3. Shop at discount stores
Be sure to check out the local Dollar Tree and Dollar General stores for significant discounts. Many times these locations sell brand name merchandise at anywhere from 50%-80% off retail. I have made it a point to check there first for items that I would normally buy before I head to the grocery store.
4. Use generic brands
Thanks to some very clever marketers, name-brand items, which tend to be more expensive, are usually placed at eye-level. Therefore when you’re shopping, look up (or down) for cheaper items, including generic brands. Scan the top and bottom shelves to find items that are several cents to several dollars cheaper than their strategically placed name-brand counterparts. Don’t be afraid to try generic brands. Many generic brands are the same item as the brand name but are made for the store to distribute in its own packaging. However generic brands do vary so test them out before purchasing a large quantity.
5. Do your own kitchen chores
Buy fruits and vegetables in their natural form instead of washed, cut, and packaged. And stay away from the prepared food section of the store because you pay a premium for salads and other dishes that are already made for you.
6. Stock up when items you regularly buy go on sale
When items you regularly buy go on sale, stock up. Don’t think of that sale as a one-time opportunity to get a single helping of your favorite food for less. If the item has a long shelf life (or if you have room to freeze it), buy several and score big savings. I strongly suggest investing in a Food Saver or similar piece of equipment. Many of your favorite foods including fruits, vegetables, and meats can be frozen if prepared properly. Check out Thriving Home’s blog for 60+ easy freezer meal ideas!
7. Don’t buy personal care products at the grocery store
Unless you do your grocery shopping at a SuperTarget or a Walmart Supercenter, you’re better off buying shampoo, toothpaste, cotton balls and other personal-care products at a drugstore or dollar store, where they’re cheaper. If you really want to amp up your savings I highly suggest you check out the abundance of new personal care products for sale on Ebay.
8. Grow Your Own
While there is an initial investment for this strategy, the potential health and financial benefits may be worth the investment. Make a garden this year and plan to expand a bit each year. If you own a freezer and know how to can and preserve you can take advantage of this method to make your own sauces, preserves, soups, etc. Not only that, but you can’t buy healthier food and you’ll never appreciate your meals more than when produce them yourself. Next week, we will be sharing our best gardening tips and how to include the whole family in garden maintenance.
9. DO use Coupons
If you’re going to buy it anyway, having a coupon makes it cheaper. It’s a no-brainer. Due to technological advancements such as mobile coupons, social media, QR codes, and coupon websites, coupons are easier than ever to obtain. However, the best coupons still come in the inserts in the local Sunday paper. I strongly suggest talking to the local convenience store owner or newspaper delivery person. If you are serious about growing your coupon stash many times you can make arrangements with these folks to receive the coupon inserts for papers that were not sold. Typically unsold papers are discarded or recycled and you may be able to scoop up the extra coupons at no additional cost. In addition, do your research before you head out to the store. Many stores offer added benefits such as double coupon days or coupon stacking (combining manufacturer’s coupons with an advertised store sale – this is how extreme couponers typically get their FREE items).

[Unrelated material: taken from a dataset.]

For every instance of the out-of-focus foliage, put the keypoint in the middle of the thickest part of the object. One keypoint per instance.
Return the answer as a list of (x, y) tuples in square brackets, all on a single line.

10. Watch the cash register
It is estimated that up to $2.5 billion per year is made in scanning errors. That’s a ton of money in missed savings. After all, what could you do with an extra $2.5 billion? Also, people can easily make mistakes when making entries into the store’s P.O.S. system. Check your receipt carefully each time you shop.
Volunteer to work for a local food pantry. Many times at closing on Friday they have large quantities of produce like strawberries or bananas that won’t keep over the weekend. Rather than throw these items out ask to take them. Items like preserves, breads and other foods can be made that will extend the shelf-life of those products.
12. Grab that raincheck
When an item that most people use (like olive oil) goes on sale at the store, it sells out quickly. Inquire about getting a raincheck on that item. Some grocery stores will offer an extension on sold-out sale items.
13. Make Your Own
Did you know that you can make your own effective and inexpensive homemade cleaners? Save tons of money on expensive chemical cleaners and make your own using products that you most likely already have in the pantry. Household items such as vinegar, baking soda, and table salt can be used to make anything from metal cleaner to floor cleaner.